Bozdünya kelimesi, öncelikle kitabın ilk sayfalarında yazıldığı dönemde çok alaka uyandırmayan bir piyesin adı olarak karşımıza çıkıyor. Boz dünyanın kendisi gibi gelip geçiyor satırlar arasında. Kitabın ismi olmasa fark edilmeyecek kadar küçük bir detay olarak. Çünkü kitaptaki öykülerin ağırlıklı olarak anlattığı dünya tam olarak bu.
Dünyanın Puslu Tarafı
Hayatın içinde nasıl yaşayacağını bilemeyip rüyalar arasındaki sonsuz bir geçitte yürüyen insanların, içine düştüğü savaşı bile kavrayamayan çocukların, Nuh tufanından bu yana gagasında bir zeytin dalı taşıma gayretinde olan güvercinin, nereye sığacağı belirsiz, dünyanın akışına fazla gelen insanların yurdu Bozdünya. Dışarıdan seyrettiğimiz, televizyonda ya da sosyal medyada kısa videolardaki çarpıcı olarak nitelendirebileceğimiz, bir anlığına gözlerimizi dolduran ve o soylu küçük öfkemizle dünyayı kurtaran tweetler attıran hikayelerin yurdu Bozdünya.

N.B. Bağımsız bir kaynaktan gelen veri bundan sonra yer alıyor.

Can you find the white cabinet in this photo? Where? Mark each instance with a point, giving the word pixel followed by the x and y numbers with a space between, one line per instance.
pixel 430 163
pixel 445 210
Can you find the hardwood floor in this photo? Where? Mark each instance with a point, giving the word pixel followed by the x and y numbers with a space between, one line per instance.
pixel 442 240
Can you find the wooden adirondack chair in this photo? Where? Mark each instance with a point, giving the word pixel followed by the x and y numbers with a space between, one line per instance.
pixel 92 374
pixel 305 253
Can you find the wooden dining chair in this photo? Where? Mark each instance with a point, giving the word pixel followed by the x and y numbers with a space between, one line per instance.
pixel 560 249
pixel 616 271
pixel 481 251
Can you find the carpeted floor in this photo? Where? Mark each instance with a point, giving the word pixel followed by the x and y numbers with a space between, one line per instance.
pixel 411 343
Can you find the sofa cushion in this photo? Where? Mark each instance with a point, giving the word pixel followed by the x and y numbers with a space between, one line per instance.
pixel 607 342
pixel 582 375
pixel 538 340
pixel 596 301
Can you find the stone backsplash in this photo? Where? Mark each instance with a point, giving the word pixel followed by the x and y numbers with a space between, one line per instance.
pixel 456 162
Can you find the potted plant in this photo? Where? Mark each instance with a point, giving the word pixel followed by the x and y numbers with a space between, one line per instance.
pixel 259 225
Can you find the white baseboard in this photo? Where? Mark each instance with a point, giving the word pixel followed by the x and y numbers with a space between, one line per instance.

Kitabın ilk bölümü olan “Nimrüya”, adından da anlaşılacağı gibi yarı rüya halinde, bir uykunun içinden çıkıp gelen hikayeler barındırıyor. “Feretza”da çalınan ve yanlış anlatılan bir karakterin yazar ile hesaplaşmasına tanık oluyoruz. “Rüyabaz” öyküsünde zaman zaman geçişleri bile yakalamakta zorlandığımız rüyalar arasında seyahat ediyoruz. İkinci bölüm olan “Berhava”da ise gerçek boz dünya ile karşılaşmanın burukluğunu yaşıyoruz. Kitabın son bölümü olan “Bikarar” ise yazarın bile kalemin ne yöne aktığını bilemediği, kendi içinde yolunu bulan hikayelerden oluşuyor. Olayların ve karakterlerin dahi gelgitli, kararsız, hiçbir şeyden emin olmayan halleri var bu bölümde.

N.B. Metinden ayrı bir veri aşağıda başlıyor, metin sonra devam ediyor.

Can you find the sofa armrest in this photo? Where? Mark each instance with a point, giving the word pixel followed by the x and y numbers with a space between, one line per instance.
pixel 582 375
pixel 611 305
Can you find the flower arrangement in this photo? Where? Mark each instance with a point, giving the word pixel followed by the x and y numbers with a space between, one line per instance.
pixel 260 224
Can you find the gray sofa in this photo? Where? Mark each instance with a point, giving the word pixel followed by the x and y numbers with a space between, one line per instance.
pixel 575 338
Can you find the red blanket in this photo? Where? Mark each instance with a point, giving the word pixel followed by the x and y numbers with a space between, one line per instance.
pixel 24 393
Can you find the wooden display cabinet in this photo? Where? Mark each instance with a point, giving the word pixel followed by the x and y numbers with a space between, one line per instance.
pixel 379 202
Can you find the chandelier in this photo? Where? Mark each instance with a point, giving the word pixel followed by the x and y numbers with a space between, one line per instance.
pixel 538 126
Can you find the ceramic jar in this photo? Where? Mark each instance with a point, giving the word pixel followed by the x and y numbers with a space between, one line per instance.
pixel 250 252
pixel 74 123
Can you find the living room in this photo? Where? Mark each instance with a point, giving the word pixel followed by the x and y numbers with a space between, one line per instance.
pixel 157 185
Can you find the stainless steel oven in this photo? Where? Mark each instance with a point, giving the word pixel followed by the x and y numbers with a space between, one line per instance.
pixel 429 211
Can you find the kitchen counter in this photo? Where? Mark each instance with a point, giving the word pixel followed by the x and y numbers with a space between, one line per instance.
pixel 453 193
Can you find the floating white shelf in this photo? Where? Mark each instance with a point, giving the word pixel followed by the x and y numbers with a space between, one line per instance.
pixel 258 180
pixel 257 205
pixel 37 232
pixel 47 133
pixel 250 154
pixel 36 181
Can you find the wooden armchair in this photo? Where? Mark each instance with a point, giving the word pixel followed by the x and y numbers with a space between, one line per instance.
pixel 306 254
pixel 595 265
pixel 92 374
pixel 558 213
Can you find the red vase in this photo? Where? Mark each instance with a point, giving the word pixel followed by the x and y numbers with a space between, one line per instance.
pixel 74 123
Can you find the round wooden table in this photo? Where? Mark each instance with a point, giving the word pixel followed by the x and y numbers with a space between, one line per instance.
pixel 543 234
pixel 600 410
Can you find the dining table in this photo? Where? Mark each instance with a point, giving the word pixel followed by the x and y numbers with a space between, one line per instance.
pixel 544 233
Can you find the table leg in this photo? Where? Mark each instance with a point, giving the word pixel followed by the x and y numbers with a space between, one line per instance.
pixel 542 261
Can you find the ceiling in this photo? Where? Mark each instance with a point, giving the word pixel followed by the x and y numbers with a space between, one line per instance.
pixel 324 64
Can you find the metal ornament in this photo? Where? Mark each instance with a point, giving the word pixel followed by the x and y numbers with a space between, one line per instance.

Kitabın esas kısmını oluşturduğunu düşündüğüm ve “havaya uçurulmuş, yok olmuş” anlamına gelen “Berhava” bölümü altı öyküden oluşuyor. Boz dünya tam olarak burada hayat buluyor. Nasibine dünyanın isli, puslu tarafı düşenlerin hikayelerine tanık oluyoruz. “Yok, Ses Yok” öyküsünde Kabil’de sesleri yitiren bir adamın aradığı seslerin yakınından geçiyoruz sürekli. Geçiyoruz ama kör bir adam olarak, kör bir adama çarparak.
Sağır Olanlara Seslenmek
Bozdünya’nın insanları ise bizim beklediğimizden daha büyük bir huzura hasret. Aslında bütün bu hengamenin içinde bir kapı aralamış oluyor Hüseyin Ahmet Çelik. Beklemektense, kelimelere sarılıp Bozdünya’nın iyileşmeyen hikayelerini yazmış. Sağır olan adamların sesleri bir de buradan çıksın diye, hakikate sağır olanlara seslenmek için. Sesin yol alışına, kelimelerin kalemden çıkıp bir yere varışına tanık oluyoruz. Bu kitap, yazarın olan biten karşısında sağır ve dilsiz olmayıp elinden gelen en doğru şekilde bir ses çıkarma çabası olmuş. Bu sesi çıkarırken her hikayenin payına da kendine has bir ritim ve dil düşmüş.